With a bump, the house came upright once more and Jack’s whispering voice floated through the rooms.

‘What’s he saying?’ Tom shouted, getting back to his feet, clutching his arm just below the elbow. It was bleeding. There was broken glass at his feet.

Ralph strained his ears. The howling wind of Jack Bilt’s words had a cruel but definite rhythmic twist. ‘I think he’s saying…I’ll huff and I’ll puff and I’ll blow your house down.’

Miniville creaked and rattled its bones. And then from the wolf’s mouth came a short word, an easy, one syllable, soft-sounding word, that no one, especially not Ralph, could miss. ‘Boy…’

‘That’s you,’ said Kyle, lurching in through the door with cinder burns on his face and hands. Behind him, the dying tree still crackled. ‘He wants you, Rafe. He wants the little worm who stole his stone. I say we give you up.’
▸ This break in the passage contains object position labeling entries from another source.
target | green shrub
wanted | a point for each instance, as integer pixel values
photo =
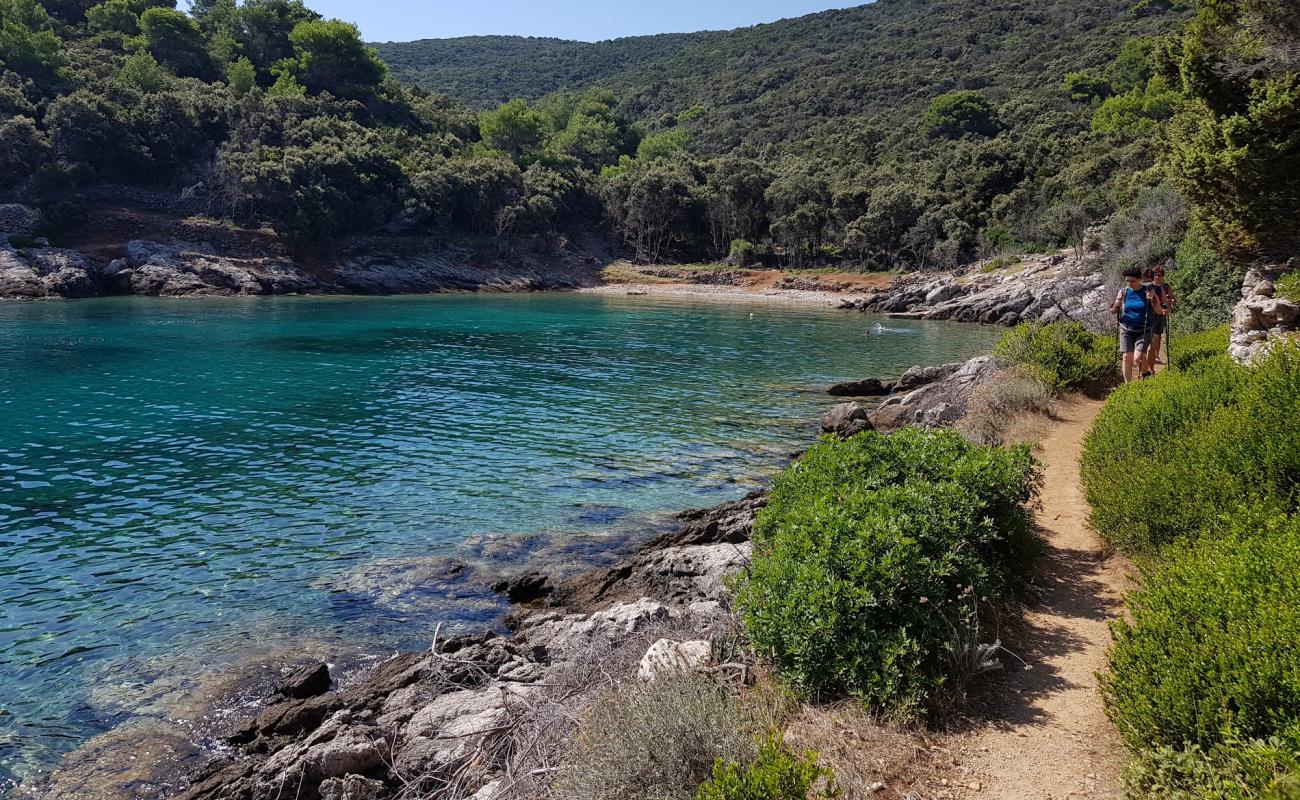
(776, 774)
(871, 554)
(1259, 769)
(1171, 454)
(1195, 347)
(659, 740)
(1207, 285)
(1065, 355)
(1212, 645)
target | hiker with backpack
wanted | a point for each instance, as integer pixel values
(1135, 310)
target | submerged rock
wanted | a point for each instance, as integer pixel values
(867, 386)
(846, 420)
(306, 682)
(524, 588)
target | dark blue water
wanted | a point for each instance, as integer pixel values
(203, 476)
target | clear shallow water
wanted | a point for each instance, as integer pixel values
(182, 476)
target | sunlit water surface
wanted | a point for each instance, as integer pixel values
(203, 476)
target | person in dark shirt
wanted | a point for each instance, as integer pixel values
(1165, 303)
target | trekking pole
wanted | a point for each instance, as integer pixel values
(1169, 338)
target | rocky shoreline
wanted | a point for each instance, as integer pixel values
(481, 716)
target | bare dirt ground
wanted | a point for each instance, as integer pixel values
(1039, 730)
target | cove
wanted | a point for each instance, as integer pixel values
(186, 481)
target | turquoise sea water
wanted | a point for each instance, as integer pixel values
(199, 476)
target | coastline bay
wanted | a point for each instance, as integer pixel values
(187, 476)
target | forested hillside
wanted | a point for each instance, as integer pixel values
(908, 133)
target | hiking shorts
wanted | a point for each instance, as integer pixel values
(1135, 340)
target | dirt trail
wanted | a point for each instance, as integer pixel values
(1047, 736)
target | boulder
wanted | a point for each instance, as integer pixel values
(935, 405)
(524, 588)
(352, 787)
(304, 682)
(845, 420)
(667, 657)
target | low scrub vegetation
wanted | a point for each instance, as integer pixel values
(1186, 351)
(775, 774)
(1204, 677)
(662, 740)
(1195, 472)
(1064, 355)
(872, 557)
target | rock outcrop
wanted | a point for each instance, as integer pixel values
(1261, 316)
(846, 420)
(1044, 288)
(44, 272)
(186, 268)
(445, 717)
(937, 403)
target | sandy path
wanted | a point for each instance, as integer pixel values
(1047, 736)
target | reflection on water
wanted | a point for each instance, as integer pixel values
(182, 476)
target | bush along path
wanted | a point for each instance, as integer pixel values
(1045, 733)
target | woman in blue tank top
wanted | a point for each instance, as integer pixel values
(1135, 310)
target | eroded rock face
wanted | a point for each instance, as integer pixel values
(1261, 316)
(1044, 288)
(185, 268)
(430, 716)
(667, 657)
(44, 272)
(845, 420)
(935, 405)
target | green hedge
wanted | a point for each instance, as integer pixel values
(776, 774)
(1174, 453)
(870, 558)
(1256, 769)
(1213, 640)
(1065, 355)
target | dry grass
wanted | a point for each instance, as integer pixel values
(871, 759)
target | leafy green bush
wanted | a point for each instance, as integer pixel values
(1207, 285)
(871, 554)
(776, 774)
(1065, 355)
(1212, 645)
(1171, 454)
(1195, 347)
(1256, 769)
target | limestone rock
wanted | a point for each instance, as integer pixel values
(352, 787)
(306, 682)
(845, 420)
(935, 405)
(667, 657)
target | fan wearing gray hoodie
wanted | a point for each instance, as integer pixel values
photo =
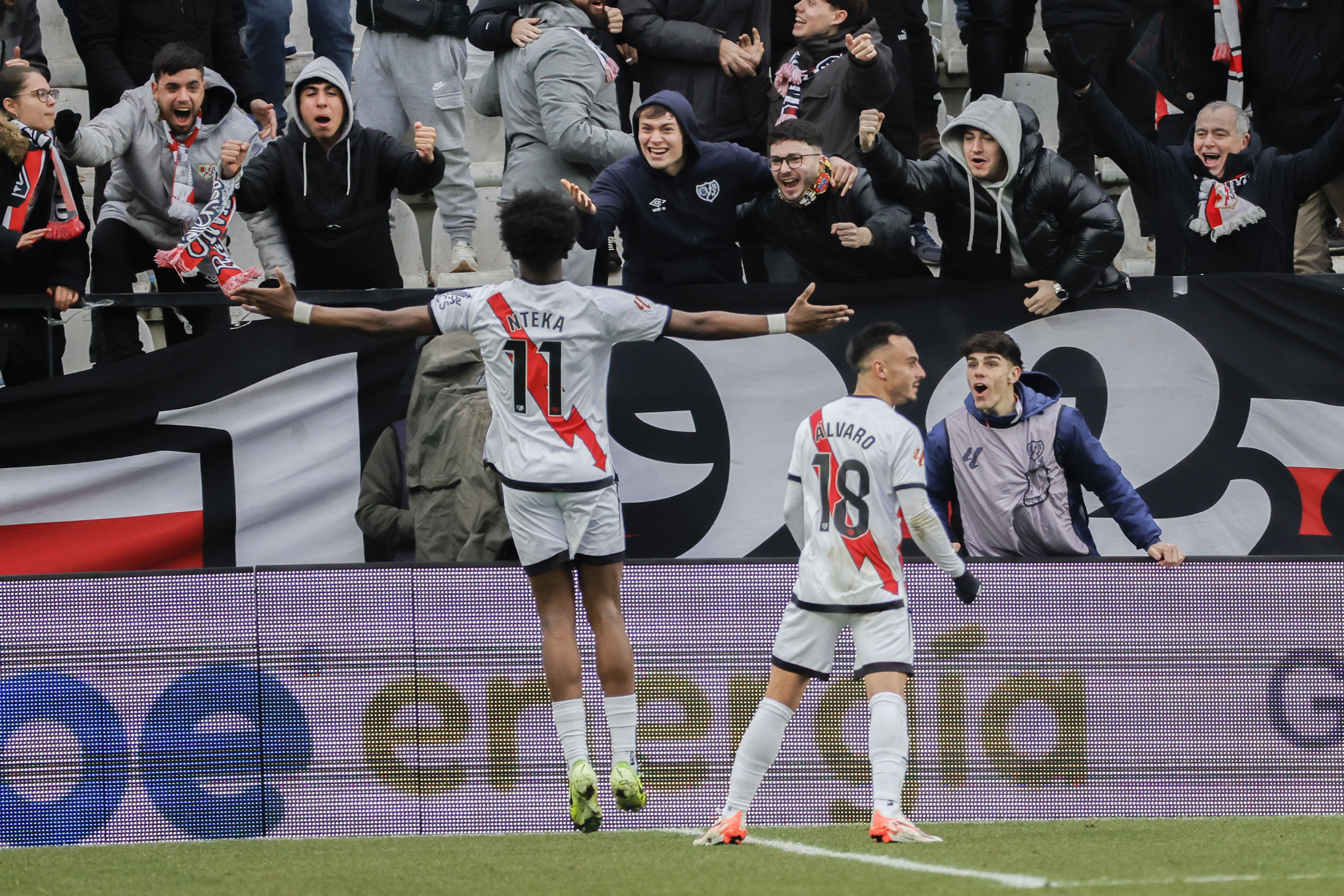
(1007, 207)
(154, 195)
(331, 182)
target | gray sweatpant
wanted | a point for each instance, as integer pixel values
(401, 80)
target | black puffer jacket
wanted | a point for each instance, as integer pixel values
(1066, 229)
(1295, 57)
(805, 234)
(679, 50)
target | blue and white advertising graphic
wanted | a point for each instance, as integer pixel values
(388, 700)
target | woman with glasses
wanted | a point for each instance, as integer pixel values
(43, 229)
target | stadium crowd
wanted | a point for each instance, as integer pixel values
(798, 139)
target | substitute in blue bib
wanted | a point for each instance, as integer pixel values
(1014, 462)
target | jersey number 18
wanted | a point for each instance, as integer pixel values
(850, 503)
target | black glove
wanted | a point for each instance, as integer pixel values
(1073, 70)
(968, 586)
(68, 123)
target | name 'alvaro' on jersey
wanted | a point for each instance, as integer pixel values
(548, 348)
(851, 459)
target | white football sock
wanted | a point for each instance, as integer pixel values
(572, 726)
(756, 754)
(889, 751)
(623, 714)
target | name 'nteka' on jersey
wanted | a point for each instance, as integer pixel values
(852, 457)
(548, 348)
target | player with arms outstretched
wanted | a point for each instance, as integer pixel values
(548, 347)
(857, 471)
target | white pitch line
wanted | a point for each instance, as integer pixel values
(1018, 882)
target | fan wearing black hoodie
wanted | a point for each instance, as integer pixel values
(332, 181)
(1222, 201)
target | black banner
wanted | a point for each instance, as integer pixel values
(1215, 394)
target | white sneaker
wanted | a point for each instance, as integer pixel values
(898, 831)
(464, 258)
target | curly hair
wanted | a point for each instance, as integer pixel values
(869, 340)
(538, 226)
(994, 343)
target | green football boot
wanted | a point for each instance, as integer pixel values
(584, 810)
(627, 788)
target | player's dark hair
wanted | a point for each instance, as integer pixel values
(869, 340)
(538, 226)
(992, 343)
(177, 57)
(798, 129)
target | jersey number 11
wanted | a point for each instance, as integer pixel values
(550, 370)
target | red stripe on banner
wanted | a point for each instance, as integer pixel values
(538, 378)
(1312, 483)
(865, 546)
(159, 542)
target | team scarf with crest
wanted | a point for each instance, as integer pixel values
(183, 191)
(1228, 45)
(1221, 210)
(206, 240)
(65, 221)
(819, 187)
(789, 80)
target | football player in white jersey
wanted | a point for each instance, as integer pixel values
(857, 471)
(548, 347)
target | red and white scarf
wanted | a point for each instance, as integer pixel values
(183, 187)
(1228, 45)
(64, 222)
(206, 240)
(1221, 210)
(789, 80)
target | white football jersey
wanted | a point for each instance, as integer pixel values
(852, 457)
(548, 350)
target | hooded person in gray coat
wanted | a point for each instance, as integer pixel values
(558, 101)
(331, 182)
(1007, 207)
(163, 140)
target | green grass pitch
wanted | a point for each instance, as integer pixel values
(1208, 856)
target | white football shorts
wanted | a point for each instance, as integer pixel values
(807, 641)
(554, 528)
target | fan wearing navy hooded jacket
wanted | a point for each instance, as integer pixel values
(678, 218)
(331, 179)
(1014, 464)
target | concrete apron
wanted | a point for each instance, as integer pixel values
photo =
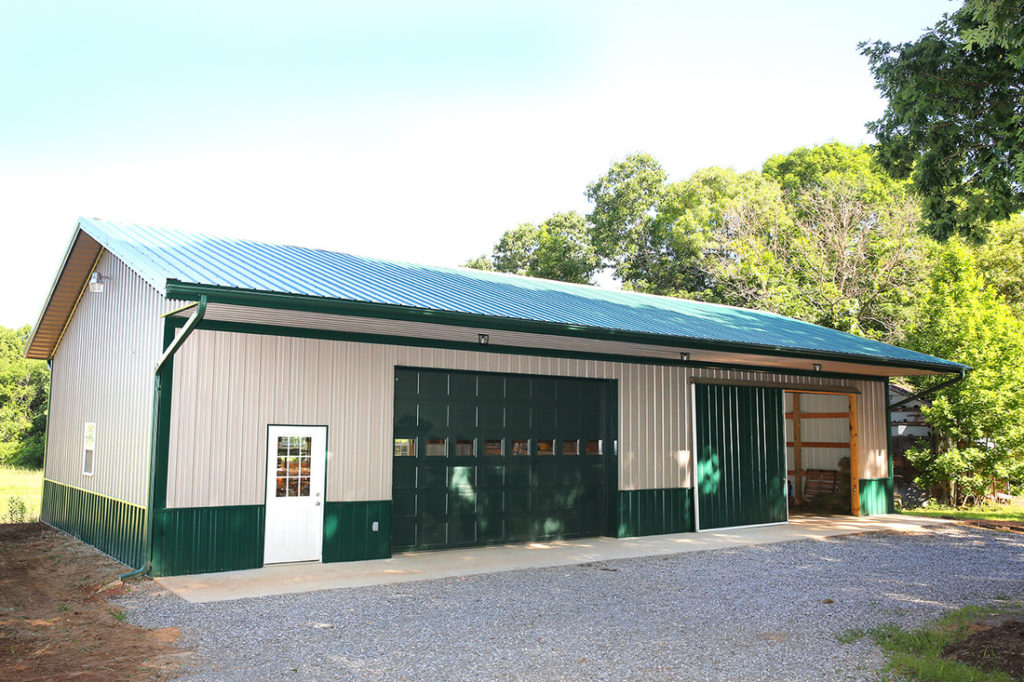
(292, 578)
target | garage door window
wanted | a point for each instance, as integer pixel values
(517, 458)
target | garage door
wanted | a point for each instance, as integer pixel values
(487, 458)
(740, 456)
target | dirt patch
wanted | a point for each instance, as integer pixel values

But once again, Kyle’s threats could not be played out. After one more stride, he was thrown off his feet as
the house rocked again, and this time, ended up flat on its back. Kyle crashed into what had been the ceiling once, breaking a hole in the lath and plaster. Ralph was more fortunate. He’d nearly plunged into the deep fireplace, but had rolled aside and clung to an old wall light. While he lay there, catching his breath, he stared through skylights that used to be windows. Something was coming down through one.

A pair of tweezers.

Agh!

He screamed and rolled away just in time. The points of the tweezers crashed through the window, showering glass like frost being brushed off a privet hedge. The points nipped and clicked, crushing one wall light between their jaws. Tom Jenks, who’d been trapped behind a sliding sideboard, pushed it away and hobbled over, shielding Ralph to the hallway door, now a long hole in the new ‘first floor’.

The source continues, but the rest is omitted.